La cérémonie du 15 septembre organisée dans les jardins de la Maison-Blanche a fait voler en éclat la ligne de conduite adoptée en 2002 par la Ligue arabe sous le nom d’Initiative de paix arabe – pas de normalisation sans création d’un État palestinien – et, avec elle, toute idée de contrepartie. Désormais les dirigeants arabes ont la tête ailleurs. Le renversement de Saddam Hussein en 2003 et le début de ce qui a été perçu dans le monde sunnite comme une montée en puissance du chiisme, puis le progressif désengagement américain de la région, bousculent leur agenda.

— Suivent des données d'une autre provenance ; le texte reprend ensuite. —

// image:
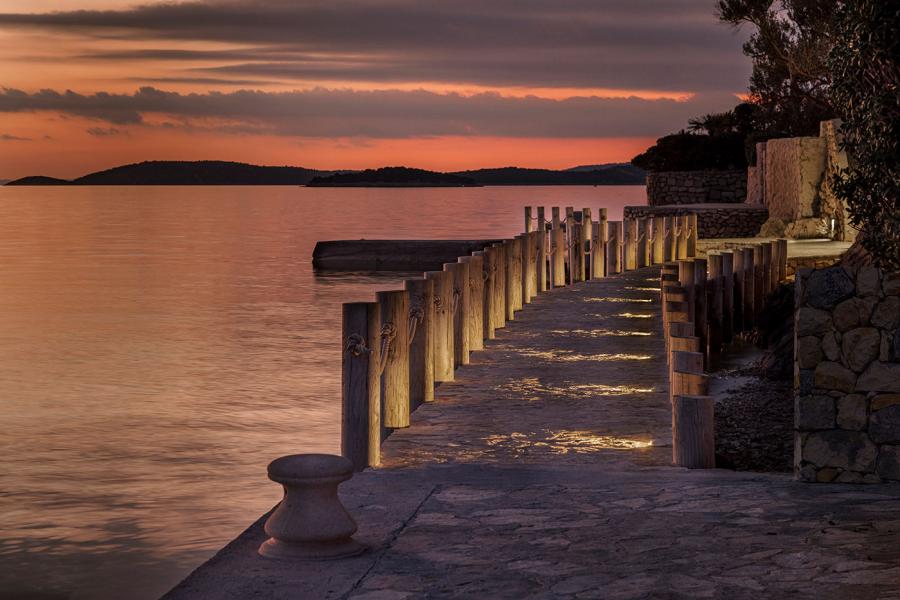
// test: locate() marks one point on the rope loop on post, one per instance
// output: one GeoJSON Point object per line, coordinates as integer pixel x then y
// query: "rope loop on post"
{"type": "Point", "coordinates": [355, 344]}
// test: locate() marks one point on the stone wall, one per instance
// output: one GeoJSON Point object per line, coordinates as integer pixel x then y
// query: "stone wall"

Ils se découvrent avec Israël des ennemis communs – l’Iran, les Frères musulmans – et une furieuse envie de profiter de l’expertise technologique israélienne en matière agronomique mais aussi militaires et sécuritaires. « La fracture arabo-iranienne, pour ne pas dire sunnito-chiite, remplace la fracture arabo-israélienne », résume Raphaël Gourrada, chercheur à l’EHESS.

Si la logique politique qui sous-tend ces accords est assez claire, l’inconnue reste du côté de leur réception dans les sociétés (opinions publiques) de la région. « Côté israélien, ces accords sont d’autant plus vendables qu’ils ne font aucun compromis », estime Xavier Guignard. Du côté des petites monarchies de la péninsule arabique signataires, le musellement des opinions publiques assure un calme de surface : les réactions ont été rares, à l’exception des protestations émises par quelques ONG à Bahreïn.

Mais ceux qui affirment qu’un accord est imminent avec la monarchie saoudienne sous-estiment sans doute la difficulté pour la « gardienne des lieux saints de l’islam » de signer un accord alors que Jérusalem reste « sous occupation sioniste ». Le risque serait grand pour elle de se voir contester son rôle au sein de la communauté musulmane par l’Iran ou même la Turquie.

Se souvenant du sort tragique du président égyptien Anouar el-Sadate, les dirigeants arabes mesurent aussi le risque de renforcer l’opposition islamiste dans leurs sociétés respectives. Car d’« arabe », la cause palestinienne est progressivement devenue « islamique », rappelle Flavien Bourrat. « Les pays arabes sont pris dans une sorte de piège : ils ont brandi tellement longtemps la cause palestinienne avec des discours anti-israéliens, et parfois anti-juifs, que ceux-ci sont malheureusement dans les têtes d’une partie de leurs concitoyens, restée sur le registre de l’intransigeance ».

Et si la haine « anti-sioniste » est, ici ou là, mise en sourdine au nom de nouveaux impératifs politiques, elle fait hélas place, constatent les chercheurs, à des discours anti-chiites tout aussi vigoureux.